CHILE (Marzo 26 de 2026). La entrada en vigencia de la Ley Jacinta marca uno de los avances más relevantes en seguridad vial en Chile en los últimos años. La normativa no solo incrementa de forma significativa la cobertura del Seguro Obligatorio de Accidentes Personales (SOAP), sino que también introduce mayores exigencias para conductores, nuevas medidas de protección para niños y la incorporación de tecnologías orientadas a prevenir accidentes en calles y carreteras.
La ley lleva el nombre de Jacinta González Schnitzer, una bebé de cinco meses que falleció en 2022 tras ser atropellada mientras paseaba junto a sus padres, caso que generó un amplio debate nacional sobre la seguridad vial y la responsabilidad al conducir. A partir de esta tragedia, la familia González Schnitzer ha impulsado activamente cambios que hoy se traducen en esta normativa, transformando su pérdida en un motor de cambio significativo para la seguridad vial en el país.

Sebastián Vivallo, Agencia Makro.
Uno de los cambios centrales es el aumento de las indemnizaciones del SOAP, que duplica su cobertura respecto de los montos anteriores. En caso de fallecimiento, la compensación pasa de aproximadamente USD 11.500 a USD 23.000 por persona. Este mismo monto se aplica ahora para casos de incapacidad permanente total.
En situaciones de incapacidad permanente parcial, la cobertura aumenta de aproximadamente USD 7.700 a USD 15.300, mientras que los gastos médicos hospitalarios suben de aproximadamente USD 11.500 a USD 23.000 por persona. Además, se reducen los plazos de pago por fallecimiento, que pasan de 10 a 7 días hábiles, con el objetivo de entregar apoyo económico de forma más oportuna a las familias.

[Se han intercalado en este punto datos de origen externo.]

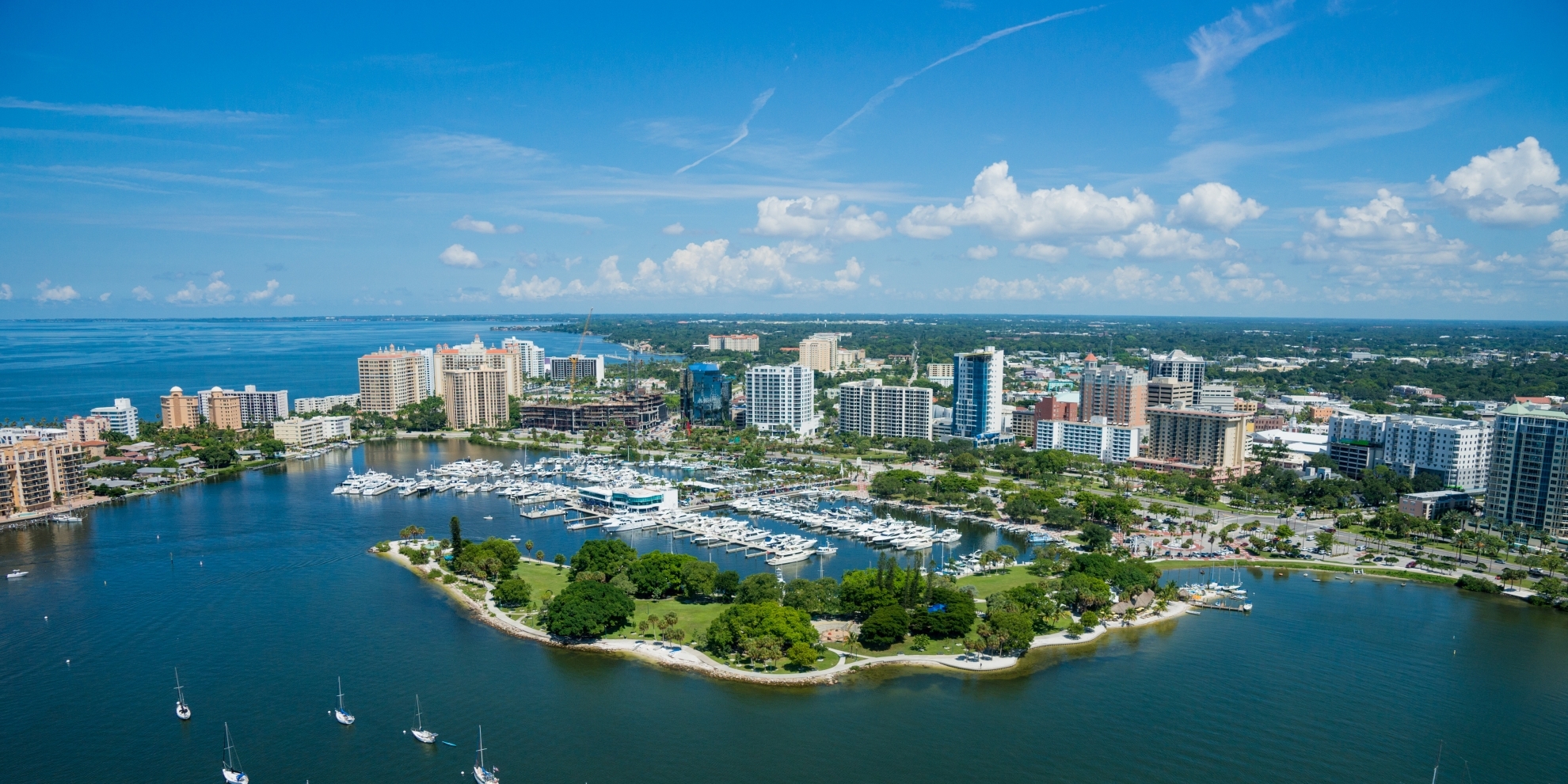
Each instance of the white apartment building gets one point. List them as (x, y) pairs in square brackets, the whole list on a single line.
[(1457, 449), (734, 344), (782, 398), (121, 416), (311, 432), (254, 406), (873, 409), (820, 352), (1179, 366), (587, 369), (310, 405), (475, 397), (1097, 438), (531, 358), (977, 394)]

Desde la publicación de la ley, todas las pólizas del SOAP deben ajustarse a estos nuevos montos, quedando sin efecto la cobertura anterior.

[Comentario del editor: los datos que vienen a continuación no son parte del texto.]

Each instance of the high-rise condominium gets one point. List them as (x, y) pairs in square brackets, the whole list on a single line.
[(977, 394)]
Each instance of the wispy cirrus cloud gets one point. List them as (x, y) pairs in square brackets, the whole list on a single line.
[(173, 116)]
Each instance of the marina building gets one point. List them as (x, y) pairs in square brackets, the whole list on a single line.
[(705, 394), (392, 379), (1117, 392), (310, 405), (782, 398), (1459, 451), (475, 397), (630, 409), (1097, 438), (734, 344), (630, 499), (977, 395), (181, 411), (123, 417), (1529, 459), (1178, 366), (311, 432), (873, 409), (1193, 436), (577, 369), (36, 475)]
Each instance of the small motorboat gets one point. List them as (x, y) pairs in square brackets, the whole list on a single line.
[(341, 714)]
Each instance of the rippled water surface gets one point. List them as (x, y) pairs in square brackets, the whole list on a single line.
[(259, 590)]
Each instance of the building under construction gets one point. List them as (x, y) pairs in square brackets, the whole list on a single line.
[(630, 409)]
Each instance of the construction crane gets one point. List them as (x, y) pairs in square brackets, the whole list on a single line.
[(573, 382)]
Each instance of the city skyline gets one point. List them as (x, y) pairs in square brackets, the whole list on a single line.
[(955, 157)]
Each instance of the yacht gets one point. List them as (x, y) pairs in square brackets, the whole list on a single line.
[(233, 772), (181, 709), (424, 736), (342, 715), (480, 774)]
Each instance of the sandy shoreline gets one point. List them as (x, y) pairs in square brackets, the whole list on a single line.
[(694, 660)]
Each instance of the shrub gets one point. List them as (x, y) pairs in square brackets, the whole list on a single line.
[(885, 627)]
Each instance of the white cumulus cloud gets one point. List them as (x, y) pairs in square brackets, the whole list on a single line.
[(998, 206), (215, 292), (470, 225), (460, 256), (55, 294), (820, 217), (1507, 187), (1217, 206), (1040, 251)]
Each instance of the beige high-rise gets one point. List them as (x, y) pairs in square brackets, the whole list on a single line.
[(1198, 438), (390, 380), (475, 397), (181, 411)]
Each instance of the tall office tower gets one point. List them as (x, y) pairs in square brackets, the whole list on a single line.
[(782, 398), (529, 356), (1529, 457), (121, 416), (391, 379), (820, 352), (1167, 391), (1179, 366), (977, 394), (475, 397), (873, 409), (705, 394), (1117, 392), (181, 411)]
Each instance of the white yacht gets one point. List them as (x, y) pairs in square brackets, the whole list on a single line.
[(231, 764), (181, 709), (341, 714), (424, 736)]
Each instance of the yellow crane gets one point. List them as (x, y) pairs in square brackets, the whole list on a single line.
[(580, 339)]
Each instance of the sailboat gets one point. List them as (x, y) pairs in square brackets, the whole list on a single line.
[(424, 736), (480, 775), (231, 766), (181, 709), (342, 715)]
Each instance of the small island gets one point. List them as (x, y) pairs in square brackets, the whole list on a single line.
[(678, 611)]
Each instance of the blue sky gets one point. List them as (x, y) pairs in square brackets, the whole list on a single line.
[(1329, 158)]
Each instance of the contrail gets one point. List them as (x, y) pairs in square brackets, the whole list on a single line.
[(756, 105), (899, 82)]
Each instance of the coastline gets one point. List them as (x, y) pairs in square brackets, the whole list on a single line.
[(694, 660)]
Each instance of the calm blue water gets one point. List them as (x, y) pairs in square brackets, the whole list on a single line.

En materia de licencias de conducir, la normativa establece nuevas exigencias: quienes obtengan o renueven su licencia deberán presentar una declaración jurada que acredite no padecer enfermedades incompatibles con la conducción. En caso de comprobarse falsedad, la licencia será cancelada de inmediato.
Otro punto clave es la protección de menores en motocicletas. La ley fija en 12 años la edad mínima para viajar como pasajero y exige que los niños vayan correctamente sentados, con los pies apoyados y nunca entre el conductor y el manubrio, una práctica frecuente pero altamente peligrosa.

Sebastián Vivallo, Agencia Makro.
La legislación también incorpora un cambio en el ámbito laboral, al establecer un fuero de un mes para madres y padres trabajadores en caso de fallecimiento de un hijo, otorgando estabilidad en un momento de profundo impacto emocional.
Asimismo, se abre la puerta a nuevas tecnologías de seguridad vehicular. La normativa permite que sistemas de cámaras y monitores puedan reemplazar los espejos laterales tradicionales, especialmente en vehículos de carga o transporte de pasajeros. Esto busca avanzar hacia sistemas de asistencia a la conducción que no solo mejoren la visibilidad, sino que también permitan anticipar riesgos.
Con este conjunto de medidas, la Ley Jacinta no solo busca fortalecer la prevención de accidentes, mejorar la protección de las víctimas y promover una conducción más responsable, sino también posiciona a Chile como un referente en la materia. Su enfoque integral podría convertirse en un modelo replicable para otros países de la región que buscan modernizar su legislación y avanzar en estándares más exigentes de seguridad vial.